Especialistas afirmam que, mesmo antes de Duarte Pacheco Pereira – o que já muda a história conhecida –, fenícios, vikings e os navegadores espanhóis Diego de Lepe e Vicente Pinzón também já haviam estado no Brasil. Assim, quando em 15 de fevereiro de 1500, Pedro Álvares Cabral foi nomeado capitão-mor para a empreitada oferecida pelo rei de Portugal, Dom Manoel I, “o Venturoso”, o Brasil já havia sido realmente descoberto. Consta que Cabral foi o escolhido em razão da influência exercida por dois irmãos do navegador, conselheiros de sua majestade.

Aliás, como já comentado, a missão básica de Cabral era chegar às Índias para comprar especiarias. Consta que, além desse objetivo comercial, que incluía escravos e ouro, havia interesse em localizar Preste João. Quem era? Lendário imperador da Etiópia, cristão, que poderia se tornar um forte aliado português naquelas bandas africanas. Em especial, para combater os islamistas. Um resquício de ódio pela luta quando da expulsão dos mouros da península ibérica.

Na época dos grandes descobrimentos, nobres eram nomeados para comandar missões de conquista. Entretanto, diante da comum incompetência para capitanear esquadras, eram colocados como seus imediatos profissionais competentes. Assim, Cabral, formado em Humanidades, contou com os experientes navegadores Nicolau Coelho e os irmãos Bartolomeu e Diogo Dias para ajudá-lo com 10 caravelas, três naus e uma naveta (pequena embarcação que transportava alimentos e bebidas) com 1.500 homens, que, além de plebeus aventureiros e alguns mercenários, incluíam 700 soldados.

O primeiro desafio era conseguir o que Portugal tentava durante décadas, uma rota alternativa para as Índias que não fosse pelo Mediterrâneo, área dominada pelos aguerridos etruscos e otomanos. Cabral encontrou no seu caminho o Brasil, terra onde vivia uma população estimada entre três e cinco milhões de indígenas, distribuídos por várias tribos em todo o território. Achou que era uma grande ilha, passou uns dias e seguiu rumo ao seu objetivo principal, as Índias.

Dom Pedro II, monarca intelectual, pesquisou bastante para saber se a “descoberta” do Brasil teria sido um acidente de percurso ou algo intencional. E acabou não alcançando uma posição segura. Pedro Álvares Cabral, por sua vez, entrou para a história como um grande navegador, o descobridor do Brasil. Embora há quem afirme que morreu triste, porque viveu à sombra do sucesso do patrício Vasco da Gama. 

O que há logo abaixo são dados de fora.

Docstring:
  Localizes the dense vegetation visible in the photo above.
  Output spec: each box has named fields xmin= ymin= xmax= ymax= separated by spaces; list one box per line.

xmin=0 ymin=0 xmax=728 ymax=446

Havia, naquele tempo, como até hoje, muita intriga, traição, disputa pelo poder. O que não dispensava nomeações para equilibrar interesses de grupos. Cabral era um homem culto, educado, elegante e muito cioso de sua condição de nobre, respeitava a liturgia da sua condição social. Vasco da Gama, entretanto, foi um navegador com missões comerciais de muito êxito para as Índias.

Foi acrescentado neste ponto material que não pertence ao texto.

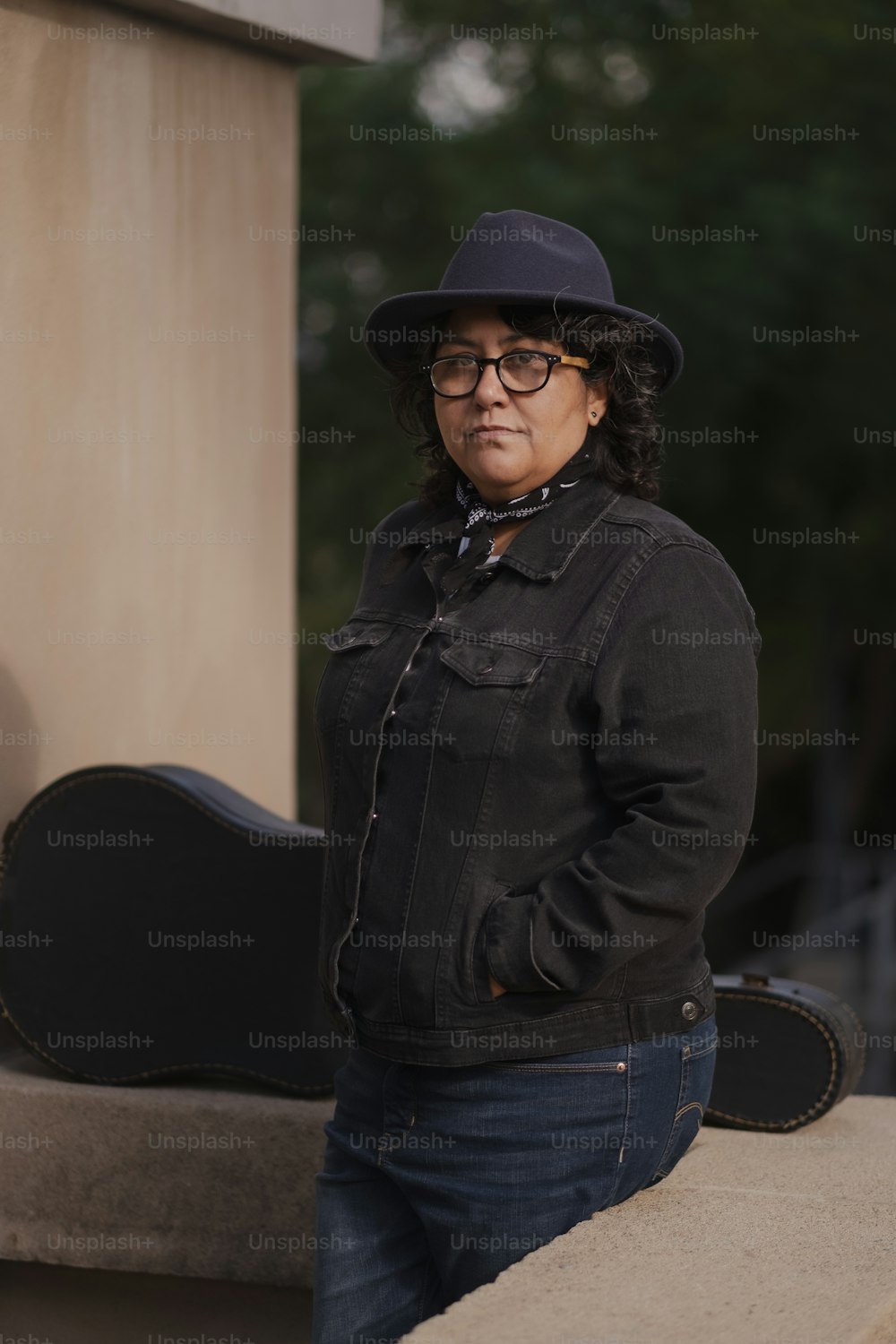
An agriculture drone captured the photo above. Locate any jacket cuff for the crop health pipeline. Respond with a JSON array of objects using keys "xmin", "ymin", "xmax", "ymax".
[{"xmin": 484, "ymin": 892, "xmax": 563, "ymax": 997}]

Aqui fica a lembrança de que em 9 de março de 1500 começava o nosso futuro. Cabral poderia até saber que encontraria um imenso território, ainda inóspito, no meio da sua aventura pelos mares. Como no poema de Fernando Pessoa, que fala do mar salgado, do sal que são lágrimas de Portugal. Invasão ou descoberta, não importa. Valeu a pena, porque a alma brasileira não é pequena.

Diante da realidade, é necessário refletir e seguir em frente com coragem e esperança. Porque o passado é motivo para, no presente, com força e sabedoria, construirmos um futuro melhor e mais justo.